La parola del Signore e le nostre parole
29 marzo 2022
Un giorno una parola – commento a Numeri 23, 12
Non devo forse stare attento a dire soltanto ciò che il Signore mi mette in bocca?
Numeri 23, 12
Quanto a noi, non possiamo non parlare delle cose che abbiamo viste e udite
Atti degli apostoli 4, 20
In questo testo parla Balaam, il veggente moabita pagato da Balak, suo re, per maledire Israele. Il racconto è deliziosamente fiabesco. Dio avverte una volta Balaam di non “maledire” il suo popolo; dunque, vi è il divieto di usare le parole come strumento magico che “dicendo” il male lo attiri sull’avversario. Oggi sappiamo molto bene come funzionava nel mondo antico la credenza nella potenza mistica delle parole per causare il male, prevenirlo o evitarlo. Sarà poi l’asina che con le “sue parole” fermerà le formule di maledizione di Balaam trasformandole in formule di benedizione; paradosso dei paradossi, l’animale irrazionale, senza parola, sarà l’unico a riconoscere la presenza dell’angelo del Signore e a ripetere il divieto divino di maledire il nemico. Balak chiederà allora spiegazioni di perché la maledizione comprata da lui e dai principi moabiti e madianiti si sia trasformata invece in parole di benedizione sulle labbra dell’indovino.

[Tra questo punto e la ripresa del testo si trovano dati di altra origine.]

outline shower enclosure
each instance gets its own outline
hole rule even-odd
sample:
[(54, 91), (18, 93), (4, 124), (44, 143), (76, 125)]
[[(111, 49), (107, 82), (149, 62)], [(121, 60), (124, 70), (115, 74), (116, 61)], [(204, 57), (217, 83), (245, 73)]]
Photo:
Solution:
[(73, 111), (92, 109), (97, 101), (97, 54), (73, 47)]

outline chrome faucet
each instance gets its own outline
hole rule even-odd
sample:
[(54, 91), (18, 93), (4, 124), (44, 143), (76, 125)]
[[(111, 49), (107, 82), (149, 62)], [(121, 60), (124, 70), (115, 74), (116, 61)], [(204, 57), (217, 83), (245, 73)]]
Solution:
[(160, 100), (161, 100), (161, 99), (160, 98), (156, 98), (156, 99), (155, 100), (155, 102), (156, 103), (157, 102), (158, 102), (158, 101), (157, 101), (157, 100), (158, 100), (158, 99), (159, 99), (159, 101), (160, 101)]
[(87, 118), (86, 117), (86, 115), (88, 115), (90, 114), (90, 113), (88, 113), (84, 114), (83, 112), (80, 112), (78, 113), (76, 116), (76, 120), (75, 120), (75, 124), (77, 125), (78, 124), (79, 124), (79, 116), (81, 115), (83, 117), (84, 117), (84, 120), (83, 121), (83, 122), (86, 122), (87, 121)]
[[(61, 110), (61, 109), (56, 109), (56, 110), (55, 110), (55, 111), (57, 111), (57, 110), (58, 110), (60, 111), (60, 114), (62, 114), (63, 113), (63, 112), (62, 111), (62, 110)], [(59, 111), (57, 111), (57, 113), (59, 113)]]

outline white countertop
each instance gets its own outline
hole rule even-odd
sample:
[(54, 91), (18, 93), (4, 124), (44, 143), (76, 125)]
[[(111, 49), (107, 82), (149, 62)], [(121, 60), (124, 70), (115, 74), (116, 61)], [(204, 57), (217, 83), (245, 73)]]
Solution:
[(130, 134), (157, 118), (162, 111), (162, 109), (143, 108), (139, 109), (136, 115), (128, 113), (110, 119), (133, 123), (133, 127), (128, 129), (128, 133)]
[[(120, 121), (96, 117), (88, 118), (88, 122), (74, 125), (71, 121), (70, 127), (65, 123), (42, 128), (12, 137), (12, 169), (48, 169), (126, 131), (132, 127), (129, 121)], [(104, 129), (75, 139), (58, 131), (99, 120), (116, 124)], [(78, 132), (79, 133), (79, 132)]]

La formula usata ora da Balaam è semplice ma efficace e definirà il rapporto del veggente con la parola divina. Come si rapportano le nostre parole umane adombrate tra le due possibilità del dire e dell’esistere tra la vita e la morte, il peccato e la grazia? Come possono le nostre parole umane “contenere” in esse la davar divina, il divino parlare creatore? Non usciamo dai tentativi maldestri che ci propongono alcune teologie sull’ispirazione poco ispirate. Ecco il problema con il nostro testo, il verbo ysym dobbiamo tradurlo ha messo (immesso), nel senso di introdurre, dettare o ha posto nel senso che insieme con le mie parole vi sarà la parola del Signore? Nell’originale l’ordine del dire è invertito rispetto la traduzione. Dio “pone” le sue parole sulla nostra bocca, poi noi dobbiamo “dirle” con le nostre parole sapendo che Dio è Colui che muta la maledizione in benedizione. Non vi è altra possibilità, le parole del Signore vengono a noi e devono essere dette impigliate nelle nostre parole.